Disabled workers tended to have lower incomes with 38 per cent reporting yearly incomes of $38,000 or less. Yet 74 per cent of those unemployed would work if a job was available.

At a Bay of Plenty Disability summit last year Paul Curry, vice president of the Western Bay Disabled Persons Assembly, told the Bay of Plenty Times that people don't usually overtly discriminate against people with disabilities, saying it was usually fear of the unknown or lack of understanding that meant barriers were put up which excluded people with disabilities from employment opportunities.

A good education helps children fully participate in and contribute in the community.

Children of all needs deserve as much funding and resourcing as possible to be put into the pay and training of teachers and teacher aides, with small class sizes.

But it should be recognised that some children require more than others.

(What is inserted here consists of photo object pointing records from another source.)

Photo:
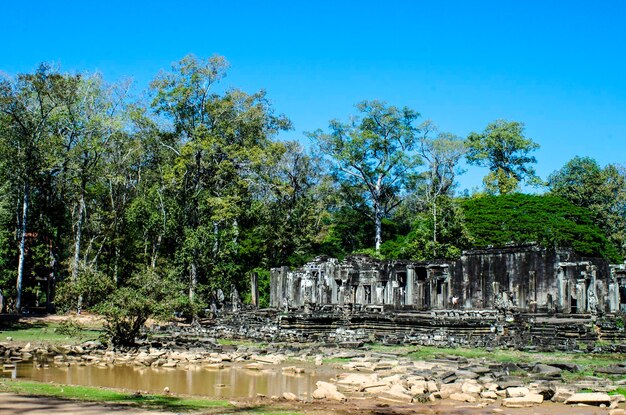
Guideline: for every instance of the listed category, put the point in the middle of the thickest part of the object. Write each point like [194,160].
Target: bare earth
[12,404]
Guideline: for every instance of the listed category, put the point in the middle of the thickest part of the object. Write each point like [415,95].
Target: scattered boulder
[528,400]
[595,398]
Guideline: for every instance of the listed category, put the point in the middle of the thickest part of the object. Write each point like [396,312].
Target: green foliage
[90,393]
[547,220]
[147,295]
[70,327]
[373,156]
[601,190]
[504,150]
[92,286]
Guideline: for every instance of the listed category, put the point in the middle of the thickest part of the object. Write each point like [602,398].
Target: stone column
[254,288]
[409,298]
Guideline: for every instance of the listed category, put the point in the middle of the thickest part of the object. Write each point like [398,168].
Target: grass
[156,402]
[586,361]
[92,394]
[45,333]
[618,391]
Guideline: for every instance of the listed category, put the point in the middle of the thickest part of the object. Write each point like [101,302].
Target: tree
[28,107]
[548,220]
[601,190]
[504,150]
[373,154]
[442,155]
[221,142]
[148,294]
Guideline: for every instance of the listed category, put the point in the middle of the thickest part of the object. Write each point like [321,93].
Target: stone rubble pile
[363,373]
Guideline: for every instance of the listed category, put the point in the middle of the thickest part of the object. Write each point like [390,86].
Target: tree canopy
[143,209]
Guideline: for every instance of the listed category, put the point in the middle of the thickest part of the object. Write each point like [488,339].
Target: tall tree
[222,139]
[374,152]
[28,107]
[505,151]
[585,183]
[442,155]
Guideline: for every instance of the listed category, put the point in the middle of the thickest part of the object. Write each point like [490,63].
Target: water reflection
[229,382]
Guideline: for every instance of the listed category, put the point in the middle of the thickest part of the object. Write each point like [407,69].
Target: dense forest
[111,201]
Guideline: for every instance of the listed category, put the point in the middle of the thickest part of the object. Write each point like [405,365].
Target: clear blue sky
[557,66]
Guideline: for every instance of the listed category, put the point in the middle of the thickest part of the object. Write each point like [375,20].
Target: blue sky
[557,66]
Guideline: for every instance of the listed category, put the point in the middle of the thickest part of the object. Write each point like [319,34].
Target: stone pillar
[254,288]
[409,298]
[562,295]
[613,297]
[581,296]
[419,295]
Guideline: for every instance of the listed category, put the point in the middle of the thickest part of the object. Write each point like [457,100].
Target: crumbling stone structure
[523,278]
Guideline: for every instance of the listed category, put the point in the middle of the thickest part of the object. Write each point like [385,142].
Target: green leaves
[504,150]
[547,220]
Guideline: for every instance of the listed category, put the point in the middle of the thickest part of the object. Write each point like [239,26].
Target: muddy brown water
[229,382]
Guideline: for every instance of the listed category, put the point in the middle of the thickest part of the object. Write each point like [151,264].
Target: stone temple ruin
[524,297]
[522,278]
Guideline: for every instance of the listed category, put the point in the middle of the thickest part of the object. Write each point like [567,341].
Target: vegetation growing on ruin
[100,189]
[548,220]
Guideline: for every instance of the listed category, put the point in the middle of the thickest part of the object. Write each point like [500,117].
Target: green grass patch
[41,333]
[92,394]
[587,362]
[618,391]
[336,360]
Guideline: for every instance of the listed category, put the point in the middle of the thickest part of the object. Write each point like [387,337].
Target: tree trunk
[51,277]
[77,241]
[20,265]
[434,228]
[378,224]
[193,281]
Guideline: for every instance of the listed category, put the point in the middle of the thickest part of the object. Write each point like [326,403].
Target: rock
[290,396]
[561,395]
[471,388]
[570,367]
[547,370]
[357,380]
[431,386]
[466,374]
[612,370]
[547,390]
[596,398]
[462,397]
[254,366]
[618,398]
[448,389]
[488,395]
[418,387]
[397,393]
[448,377]
[327,390]
[517,392]
[523,401]
[293,369]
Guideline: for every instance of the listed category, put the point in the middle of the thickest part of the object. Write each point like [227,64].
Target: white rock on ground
[523,401]
[596,398]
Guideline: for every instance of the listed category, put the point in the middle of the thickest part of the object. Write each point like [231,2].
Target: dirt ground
[12,404]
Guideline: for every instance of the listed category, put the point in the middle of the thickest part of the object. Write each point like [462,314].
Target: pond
[228,382]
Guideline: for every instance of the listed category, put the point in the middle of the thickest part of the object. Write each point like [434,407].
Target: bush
[147,295]
[92,285]
[70,327]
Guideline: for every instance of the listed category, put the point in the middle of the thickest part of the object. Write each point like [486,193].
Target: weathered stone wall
[524,278]
[444,328]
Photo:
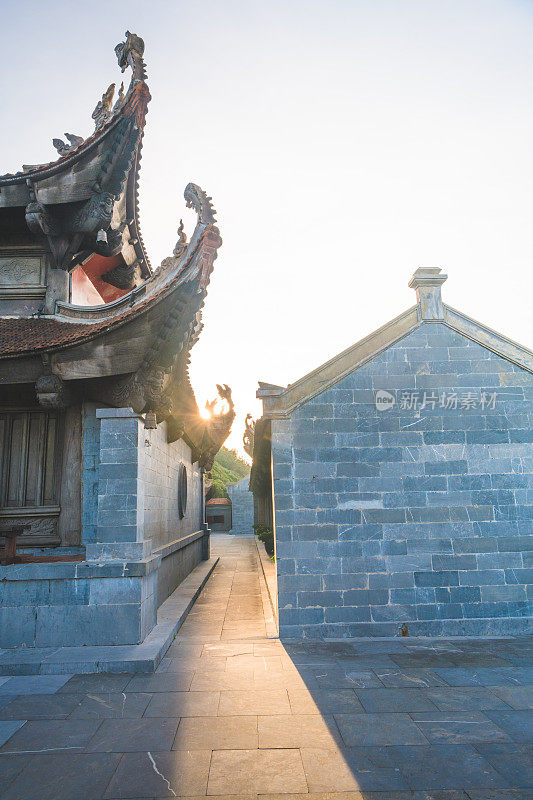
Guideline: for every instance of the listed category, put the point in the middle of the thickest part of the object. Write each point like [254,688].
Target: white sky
[344,143]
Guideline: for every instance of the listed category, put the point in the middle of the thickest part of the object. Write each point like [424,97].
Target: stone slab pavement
[232,712]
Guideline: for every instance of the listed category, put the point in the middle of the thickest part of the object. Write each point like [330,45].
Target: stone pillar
[427,282]
[120,533]
[206,542]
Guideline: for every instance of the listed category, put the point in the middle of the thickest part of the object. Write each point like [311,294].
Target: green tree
[228,468]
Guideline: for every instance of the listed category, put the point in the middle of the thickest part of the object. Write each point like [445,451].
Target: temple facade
[398,479]
[102,447]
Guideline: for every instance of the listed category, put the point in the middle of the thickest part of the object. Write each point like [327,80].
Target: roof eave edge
[487,337]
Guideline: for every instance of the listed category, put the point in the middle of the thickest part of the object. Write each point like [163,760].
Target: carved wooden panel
[28,459]
[19,271]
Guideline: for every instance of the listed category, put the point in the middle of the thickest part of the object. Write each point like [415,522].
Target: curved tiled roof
[23,336]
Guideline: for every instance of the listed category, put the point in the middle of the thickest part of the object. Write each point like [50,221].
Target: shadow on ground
[233,712]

Until there is a fully inclusive system in which children with disabilities do not struggle to access the education they need, people with physical and learning disabilities are still discriminated against at school, in the workforce and in wider society.

Sport, whether you like it or not, has a strong influence in New Zealand culture and attitudes.

I hope the performance of our outstanding Paralympians helps shift some attitudes or, at the very least, their fantastic medal haul should shift them to a well-deserved place at the front of a news bulletin.